Chanukah and Keeping Judaism Alive

We descend from the faithful few.

Rabbi Aron Moss,

Judaism לבן ריק
לבן ריק
Arutz 7
Question:
I fear for the future of the Jewish People. When I look at my family and where they are headed, it is not very promising. My grandfather was a rabbi, but I am not sure my grandchildren will even be Jewish. What is the secret to keeping Judaism alive?

Answer:
I have yet to meet a Jew who doesn't proudly claim, "My grandfather was a rabbi." It seems that three generations ago, everyone was a rabbi.

What they really mean is that their grandfather was an observant Jew. He probably had a beard, prayed every day and was knowledgeable in Torah.
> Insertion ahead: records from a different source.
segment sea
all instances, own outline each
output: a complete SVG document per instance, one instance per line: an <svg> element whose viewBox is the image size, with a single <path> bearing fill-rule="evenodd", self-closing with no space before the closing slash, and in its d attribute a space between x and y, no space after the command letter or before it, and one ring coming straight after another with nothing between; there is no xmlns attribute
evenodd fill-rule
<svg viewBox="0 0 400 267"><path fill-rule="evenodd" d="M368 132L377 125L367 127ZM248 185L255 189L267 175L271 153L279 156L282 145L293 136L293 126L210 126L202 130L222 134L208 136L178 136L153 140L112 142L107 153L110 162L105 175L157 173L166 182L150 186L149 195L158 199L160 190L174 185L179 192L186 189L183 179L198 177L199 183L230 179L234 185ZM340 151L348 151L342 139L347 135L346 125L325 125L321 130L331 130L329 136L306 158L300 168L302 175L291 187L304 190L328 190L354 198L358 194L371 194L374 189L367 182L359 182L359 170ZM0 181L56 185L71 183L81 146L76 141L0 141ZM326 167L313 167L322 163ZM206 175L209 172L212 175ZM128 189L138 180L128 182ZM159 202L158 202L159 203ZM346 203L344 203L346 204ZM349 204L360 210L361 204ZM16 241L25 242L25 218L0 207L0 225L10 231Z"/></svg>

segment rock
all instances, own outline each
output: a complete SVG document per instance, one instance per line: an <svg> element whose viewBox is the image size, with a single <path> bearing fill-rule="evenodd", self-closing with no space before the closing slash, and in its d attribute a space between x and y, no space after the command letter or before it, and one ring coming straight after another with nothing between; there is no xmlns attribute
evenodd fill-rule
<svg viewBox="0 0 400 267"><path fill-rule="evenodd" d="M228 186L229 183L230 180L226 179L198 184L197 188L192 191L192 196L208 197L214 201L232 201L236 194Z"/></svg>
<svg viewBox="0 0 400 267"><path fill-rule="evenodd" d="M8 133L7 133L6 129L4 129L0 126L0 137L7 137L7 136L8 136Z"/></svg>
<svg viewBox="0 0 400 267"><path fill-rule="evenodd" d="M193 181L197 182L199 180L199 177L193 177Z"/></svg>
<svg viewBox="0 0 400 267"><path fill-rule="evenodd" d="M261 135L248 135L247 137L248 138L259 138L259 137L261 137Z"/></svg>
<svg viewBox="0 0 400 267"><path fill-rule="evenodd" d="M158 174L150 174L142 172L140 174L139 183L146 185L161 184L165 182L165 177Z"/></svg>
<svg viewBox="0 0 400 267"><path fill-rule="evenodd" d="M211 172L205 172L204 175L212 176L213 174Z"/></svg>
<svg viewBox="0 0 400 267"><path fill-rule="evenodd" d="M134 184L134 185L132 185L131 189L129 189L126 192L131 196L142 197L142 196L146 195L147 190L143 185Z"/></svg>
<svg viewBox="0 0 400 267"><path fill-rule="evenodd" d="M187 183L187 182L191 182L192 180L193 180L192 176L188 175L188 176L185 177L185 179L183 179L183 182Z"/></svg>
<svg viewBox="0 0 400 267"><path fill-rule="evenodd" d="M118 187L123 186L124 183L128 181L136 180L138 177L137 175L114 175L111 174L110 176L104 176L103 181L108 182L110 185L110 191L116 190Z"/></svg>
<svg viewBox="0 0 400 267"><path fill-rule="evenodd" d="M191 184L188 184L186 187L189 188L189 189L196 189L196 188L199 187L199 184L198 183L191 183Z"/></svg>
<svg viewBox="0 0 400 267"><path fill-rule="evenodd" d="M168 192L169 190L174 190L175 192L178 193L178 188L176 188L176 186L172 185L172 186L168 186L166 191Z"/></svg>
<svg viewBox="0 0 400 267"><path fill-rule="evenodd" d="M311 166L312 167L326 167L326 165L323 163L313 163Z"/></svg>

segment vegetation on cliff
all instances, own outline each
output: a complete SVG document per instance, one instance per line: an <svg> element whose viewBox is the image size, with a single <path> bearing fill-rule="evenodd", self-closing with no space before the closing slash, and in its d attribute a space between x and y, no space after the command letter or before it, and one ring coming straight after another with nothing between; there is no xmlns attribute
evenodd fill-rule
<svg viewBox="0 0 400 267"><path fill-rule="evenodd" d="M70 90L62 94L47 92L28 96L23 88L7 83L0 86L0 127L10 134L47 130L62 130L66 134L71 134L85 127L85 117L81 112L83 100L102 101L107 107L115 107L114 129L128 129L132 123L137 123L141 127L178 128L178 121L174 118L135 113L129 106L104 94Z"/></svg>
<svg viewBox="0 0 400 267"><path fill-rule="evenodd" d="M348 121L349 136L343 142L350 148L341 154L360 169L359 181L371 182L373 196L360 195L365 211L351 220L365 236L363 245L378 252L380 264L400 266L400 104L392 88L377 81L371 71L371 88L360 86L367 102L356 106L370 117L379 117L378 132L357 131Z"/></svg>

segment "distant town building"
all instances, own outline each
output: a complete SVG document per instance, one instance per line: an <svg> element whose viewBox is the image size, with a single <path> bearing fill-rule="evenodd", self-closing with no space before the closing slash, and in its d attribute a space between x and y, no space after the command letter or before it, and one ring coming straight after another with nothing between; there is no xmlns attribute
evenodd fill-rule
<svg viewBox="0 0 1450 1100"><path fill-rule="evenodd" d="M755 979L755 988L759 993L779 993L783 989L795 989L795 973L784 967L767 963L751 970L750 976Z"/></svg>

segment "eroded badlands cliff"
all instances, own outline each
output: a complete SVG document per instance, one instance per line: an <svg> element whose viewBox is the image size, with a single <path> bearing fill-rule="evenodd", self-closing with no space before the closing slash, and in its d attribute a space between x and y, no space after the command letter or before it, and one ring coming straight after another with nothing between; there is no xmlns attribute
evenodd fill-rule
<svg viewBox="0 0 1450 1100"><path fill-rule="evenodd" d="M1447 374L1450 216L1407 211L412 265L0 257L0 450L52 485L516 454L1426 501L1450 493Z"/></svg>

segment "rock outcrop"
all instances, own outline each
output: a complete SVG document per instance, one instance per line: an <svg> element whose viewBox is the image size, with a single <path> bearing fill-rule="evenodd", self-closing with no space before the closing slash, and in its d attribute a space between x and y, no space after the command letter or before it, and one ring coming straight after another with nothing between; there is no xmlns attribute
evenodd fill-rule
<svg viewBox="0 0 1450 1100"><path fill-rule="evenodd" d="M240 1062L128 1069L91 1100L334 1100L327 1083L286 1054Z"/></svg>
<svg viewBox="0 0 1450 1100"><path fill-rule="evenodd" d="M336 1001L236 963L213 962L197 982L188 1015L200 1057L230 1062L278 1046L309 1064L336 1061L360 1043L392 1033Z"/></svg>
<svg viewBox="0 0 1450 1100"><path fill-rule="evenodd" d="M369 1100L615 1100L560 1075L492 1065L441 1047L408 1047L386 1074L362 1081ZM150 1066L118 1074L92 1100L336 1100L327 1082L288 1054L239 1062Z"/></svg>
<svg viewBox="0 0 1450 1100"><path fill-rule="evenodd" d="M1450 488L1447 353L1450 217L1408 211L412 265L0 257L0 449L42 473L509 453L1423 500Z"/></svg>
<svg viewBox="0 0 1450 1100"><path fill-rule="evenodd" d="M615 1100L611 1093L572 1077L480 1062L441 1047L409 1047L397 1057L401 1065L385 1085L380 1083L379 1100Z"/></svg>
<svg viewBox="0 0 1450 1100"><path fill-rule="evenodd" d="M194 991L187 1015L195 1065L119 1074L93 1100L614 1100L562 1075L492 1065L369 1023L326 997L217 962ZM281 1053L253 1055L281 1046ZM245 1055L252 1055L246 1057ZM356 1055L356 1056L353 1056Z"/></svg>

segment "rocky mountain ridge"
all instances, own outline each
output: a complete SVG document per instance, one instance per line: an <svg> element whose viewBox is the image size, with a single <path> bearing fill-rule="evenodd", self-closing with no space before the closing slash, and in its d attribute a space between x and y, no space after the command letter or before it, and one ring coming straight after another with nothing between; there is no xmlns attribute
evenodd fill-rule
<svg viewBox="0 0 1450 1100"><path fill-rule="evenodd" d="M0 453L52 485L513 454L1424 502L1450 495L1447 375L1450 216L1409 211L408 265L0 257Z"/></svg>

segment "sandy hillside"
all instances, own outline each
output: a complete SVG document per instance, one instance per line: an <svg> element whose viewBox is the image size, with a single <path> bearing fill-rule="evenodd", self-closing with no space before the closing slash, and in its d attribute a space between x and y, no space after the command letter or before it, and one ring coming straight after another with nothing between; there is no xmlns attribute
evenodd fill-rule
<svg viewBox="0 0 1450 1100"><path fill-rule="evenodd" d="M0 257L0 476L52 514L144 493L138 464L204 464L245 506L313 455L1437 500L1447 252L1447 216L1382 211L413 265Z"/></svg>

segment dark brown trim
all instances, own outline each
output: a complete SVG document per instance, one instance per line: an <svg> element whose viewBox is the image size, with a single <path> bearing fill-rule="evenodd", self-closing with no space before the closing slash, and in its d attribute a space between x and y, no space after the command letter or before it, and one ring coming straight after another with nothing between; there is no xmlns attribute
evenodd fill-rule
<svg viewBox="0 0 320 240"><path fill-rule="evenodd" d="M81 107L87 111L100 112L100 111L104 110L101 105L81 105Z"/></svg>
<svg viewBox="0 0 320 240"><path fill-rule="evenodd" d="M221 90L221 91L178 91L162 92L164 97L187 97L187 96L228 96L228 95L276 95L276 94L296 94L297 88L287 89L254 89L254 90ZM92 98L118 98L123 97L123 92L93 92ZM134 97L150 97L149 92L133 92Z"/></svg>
He may have been a cobbler or merchant or baker, not a rabbi, but he was a committed Jew.

Anyone who identifies as Jewish today only need go back three or four generations to find observant Jews in their family. And from there, an unbroken chain of Jewish living that goes back three thousand years. Not that everyone has always been observant. There were plenty of non-observant Jews. But we don't know their grandchildren. They have been lost to the Jewish community.

Jewishness without Jewish observance cannot last more than a couple of generations.

Jewishness without Jewish observance cannot last more than a couple of generations. Unless they return to living Jewishly, the children of non-observant Jews will stop being Jewish altogether and assimilate. A family of non-observant Jews will lose one or the other - either the Jewishness or the non-observance. You can't have both.

This is not a new phenomenon. Throughout Jewish history there have been individuals and groups who tried to keep a Jewish identity without Jewish practice. It has never worked. A vague Jewish ethnic feeling, devoid of any spiritual purpose and with no compelling message that is relevant to life, cannot last long. Only proud and authentic Judaism, that offers relevance and meaning, direction and inspiration, will stand the test of time.

In the times of the Chanukah story, a small band of faithful Jews stood up against the vast majority of Jews who subscribed to Hellenism, the Greek way of life. We celebrate Chanukah today because we descend from the faithful few.

The solution to Jewish continuity is no secret, it's obvious. Living, breathing Judaism produces living, breathing Jews. Do for your grandchildren what your grandfather did for you - be a living example of what it means to live a vibrant Jewish life. They don't need their grandfather to be a rabbi, but they need him to be a proud and practicing Jew.